WASHINGTON, July 16 (Xinhua) -- The U.S. Food and Drug Administration (FDA) said Wednesday that federal investigators have found more than 300 vials containing biological agents in a long-forgotten storage room in one of its labs, where vials of live smallpox were also discovered earlier.
The FDA said in a statement the July 1 discovery in its lab, located at a campus of the National Institutes of Health, actually included "12 boxes containing a total of 327 carefully packaged vials labeled with names of various biological agents such as dengue, influenza, Q fever, and rickettsia."
Of these vials, six labeled "variola," commonly known as smallpox, along with ten other samples "with unclear labeling," were transported safely and securely in a government aircraft to a high-containment facility in Atlanta in the state of Georgia, the U.S. regulator said.
At least two of the six smallpox samples have already been tested and were still viable, U.S. health officials have said.
Thirty-two other samples were destroyed at the NIH facility, including 28 labeled as normal tissue and four labeled as " vaccinia," the virus used to make the smallpox vaccine, the FDA said.
The remaining 279 biological samples have been transferred to the U.S. Department of Homeland Security's National Bioforensic Analysis Center for safeguarding, it said.

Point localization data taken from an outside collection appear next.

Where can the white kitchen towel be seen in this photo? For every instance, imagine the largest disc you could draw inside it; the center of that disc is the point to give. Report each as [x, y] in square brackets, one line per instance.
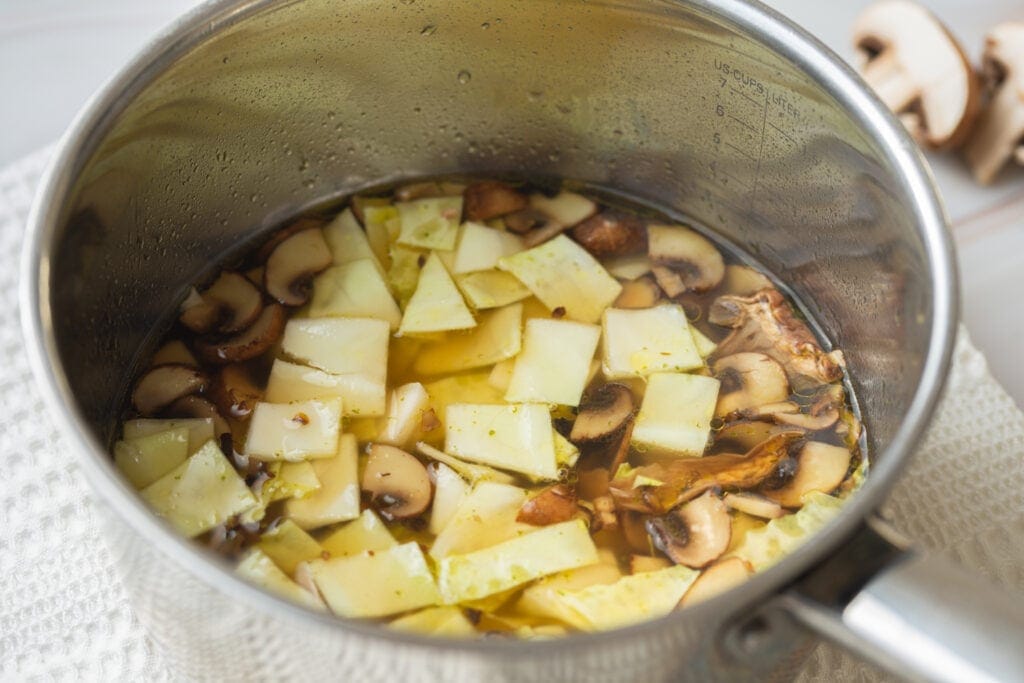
[64, 614]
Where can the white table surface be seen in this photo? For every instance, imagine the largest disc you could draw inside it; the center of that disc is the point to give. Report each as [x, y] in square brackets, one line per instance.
[54, 53]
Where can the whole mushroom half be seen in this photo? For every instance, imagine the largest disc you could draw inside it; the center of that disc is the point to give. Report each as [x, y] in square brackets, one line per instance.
[919, 70]
[999, 131]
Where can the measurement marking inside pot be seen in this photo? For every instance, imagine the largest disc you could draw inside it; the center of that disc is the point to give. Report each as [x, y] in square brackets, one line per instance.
[744, 95]
[734, 179]
[742, 152]
[761, 151]
[783, 134]
[743, 123]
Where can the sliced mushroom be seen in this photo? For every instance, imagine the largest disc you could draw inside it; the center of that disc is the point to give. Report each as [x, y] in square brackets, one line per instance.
[527, 220]
[604, 514]
[742, 281]
[819, 467]
[592, 482]
[755, 505]
[765, 323]
[634, 527]
[695, 534]
[427, 189]
[1000, 126]
[716, 580]
[553, 505]
[686, 478]
[233, 391]
[174, 351]
[749, 381]
[489, 199]
[197, 313]
[231, 303]
[291, 266]
[919, 70]
[248, 344]
[639, 293]
[549, 230]
[602, 413]
[564, 208]
[611, 233]
[670, 281]
[299, 225]
[164, 384]
[742, 435]
[197, 407]
[808, 421]
[642, 563]
[696, 260]
[397, 482]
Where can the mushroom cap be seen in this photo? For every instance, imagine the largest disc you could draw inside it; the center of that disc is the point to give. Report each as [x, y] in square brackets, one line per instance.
[162, 385]
[1000, 127]
[819, 467]
[695, 534]
[397, 482]
[750, 380]
[694, 258]
[914, 65]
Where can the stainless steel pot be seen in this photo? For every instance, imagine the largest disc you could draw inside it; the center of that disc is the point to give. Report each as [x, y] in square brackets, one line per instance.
[246, 112]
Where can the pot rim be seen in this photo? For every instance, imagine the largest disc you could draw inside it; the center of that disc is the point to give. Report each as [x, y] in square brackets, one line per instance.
[206, 20]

"While an investigation continues regarding the origin of these samples, this collection was most likely assembled between 1946 and 1964 when standards for work with and storage of biological specimens were very different from those used today," the FDA said. "All of the items labeled as infectious agents found in the collection of samples were stored in glass, heat-sealed vials that were well-packed, intact, and free of any leakage, and there is no evidence that anyone was exposed to these agents."
The FDA stressed that overlooking such a sample collection "is clearly unacceptable" and that it has begun a thorough review of all common cold storage spaces.
"The agency is in the process of reviewing its policies and procedures in order to implement a corrective action plan so that potentially hazardous samples are never overlooked in the future," it added.
The FDA statement came hours after Tom Frieden, director of the U.S. Centers for Disease Control and Prevention, testified about several recent lab safety lapses involving smallpox and other pathogens at a congressional hearing.
"These incidents should never have happened, and the lack of adequate procedures and oversight that allowed them to happen was totally unacceptable," Frieden said. "With the recent incidents, we recognize a pattern at CDC where we need to greatly improve the culture of safety, and I am overseeing sweeping measures to improve that culture of safety."